What garbage collectors are there available for C++?

What garbage collectors are there available for C++? Are you using any of them? With what results?

Upvotes: 6

Views: 731

Answers (6)

Nemanja Trifunovic
Nemanja Trifunovic

Reputation: 24557

You can find several implementations here. I have never tried any of them and in general I find a non-deterministic GC causing more harm than good.

Upvotes: 2

Randolpho
Randolpho

Reputation: 56448

There's always, ahem: C++/CLI -- C++ for the .NET Framework. Pretty good garbage collection there. :p

Although, to be honest, with all the syntactic sugar they put in there, you could almost consider it a whole new language that just happens to work with C/C++ fairly well.

If you're not married to C++ as a language, you could also look into D, which compiles to native code like C++ (and unlike C++/CLI) but also has garbage collection.

Upvotes: 2

Philippe Payant
Philippe Payant

Reputation: 134

The Boehm garbage collector is pretty good for C, but tricky to use under C++. Check the "C++ interface" section at http://www.hpl.hp.com/personal/Hans_Boehm/gc/gcinterface.html.

My opinion is that if you need garbage collection, choose a langage that has it built-in.

The best general solution for C++ is shared pointers (from boost for example) with you dealing with circular dependencies.

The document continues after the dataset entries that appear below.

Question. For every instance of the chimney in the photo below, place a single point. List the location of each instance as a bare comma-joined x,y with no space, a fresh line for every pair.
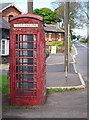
30,6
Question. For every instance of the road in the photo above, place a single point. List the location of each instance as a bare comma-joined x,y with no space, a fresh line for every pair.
82,59
72,104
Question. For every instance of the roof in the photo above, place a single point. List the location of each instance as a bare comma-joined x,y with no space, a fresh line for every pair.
4,24
28,16
53,28
4,6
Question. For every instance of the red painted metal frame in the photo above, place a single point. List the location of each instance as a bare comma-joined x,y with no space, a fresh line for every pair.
28,98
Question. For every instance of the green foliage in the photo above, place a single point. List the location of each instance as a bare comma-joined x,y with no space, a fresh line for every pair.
83,40
59,43
53,43
47,14
3,82
87,42
70,45
76,17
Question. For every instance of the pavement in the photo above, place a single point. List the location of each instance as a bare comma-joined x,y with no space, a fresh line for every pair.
72,104
55,75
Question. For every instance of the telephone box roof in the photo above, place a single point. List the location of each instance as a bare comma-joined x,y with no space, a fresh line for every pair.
28,16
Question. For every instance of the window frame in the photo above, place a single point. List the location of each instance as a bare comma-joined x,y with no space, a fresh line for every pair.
50,38
6,47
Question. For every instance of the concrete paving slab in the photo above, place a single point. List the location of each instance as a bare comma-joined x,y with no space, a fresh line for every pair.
58,79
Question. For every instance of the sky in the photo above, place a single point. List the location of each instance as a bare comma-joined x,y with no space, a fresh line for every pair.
22,5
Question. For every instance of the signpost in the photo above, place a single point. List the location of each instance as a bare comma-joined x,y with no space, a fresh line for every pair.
53,49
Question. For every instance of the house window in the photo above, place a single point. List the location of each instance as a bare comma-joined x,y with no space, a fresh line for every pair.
10,16
50,39
59,37
4,47
45,36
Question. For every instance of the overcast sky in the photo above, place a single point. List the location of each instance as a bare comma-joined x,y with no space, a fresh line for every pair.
22,5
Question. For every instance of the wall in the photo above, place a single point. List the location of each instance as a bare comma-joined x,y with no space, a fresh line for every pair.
10,11
54,37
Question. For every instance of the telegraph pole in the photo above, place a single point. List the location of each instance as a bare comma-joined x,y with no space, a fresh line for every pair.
66,27
30,6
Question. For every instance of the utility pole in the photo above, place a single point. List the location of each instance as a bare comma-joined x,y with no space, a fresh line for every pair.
30,6
66,27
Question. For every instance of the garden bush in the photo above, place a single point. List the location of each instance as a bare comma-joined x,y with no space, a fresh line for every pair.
83,40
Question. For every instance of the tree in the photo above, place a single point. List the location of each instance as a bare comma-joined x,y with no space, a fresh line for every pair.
76,18
48,15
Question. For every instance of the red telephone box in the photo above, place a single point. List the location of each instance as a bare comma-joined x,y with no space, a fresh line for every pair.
27,60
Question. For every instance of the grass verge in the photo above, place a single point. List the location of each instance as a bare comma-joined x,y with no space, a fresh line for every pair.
60,89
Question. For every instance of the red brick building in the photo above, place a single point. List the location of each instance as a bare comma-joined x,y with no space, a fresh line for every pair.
53,33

There are two things you can do: 1. design the thing with no circular dependencies 2. design the thing with a 'linch-pin' that breaks the circle to allow reclamation of the objects

Either you deal with real bad, convoluted, hard to debug problems with a garbage collector for C++ or you deal with the simpler classical problem of freeing your objects when you are done with them.

Upvotes: 5

Luc Hermitte
Luc Hermitte

Reputation: 32986

Several C++ GC are listed on wikipedia.

However, I don't use any, RAII is also my friend.

Upvotes: 5

rmeador
rmeador

Reputation: 25724

The Boost library includes some shared_ptr stuff that basically acts as a reference counting garbage collector. If you embrace the RAII principle of C++ design, that and auto_ptr will fill your need for a "garbage collector".

Upvotes: 6

Harper Shelby
Harper Shelby

Reputation: 16581

The only one I've heard of personally is the Boehm garbage collector I'm sure others exist, but I've not dealt with them (or looked for them either).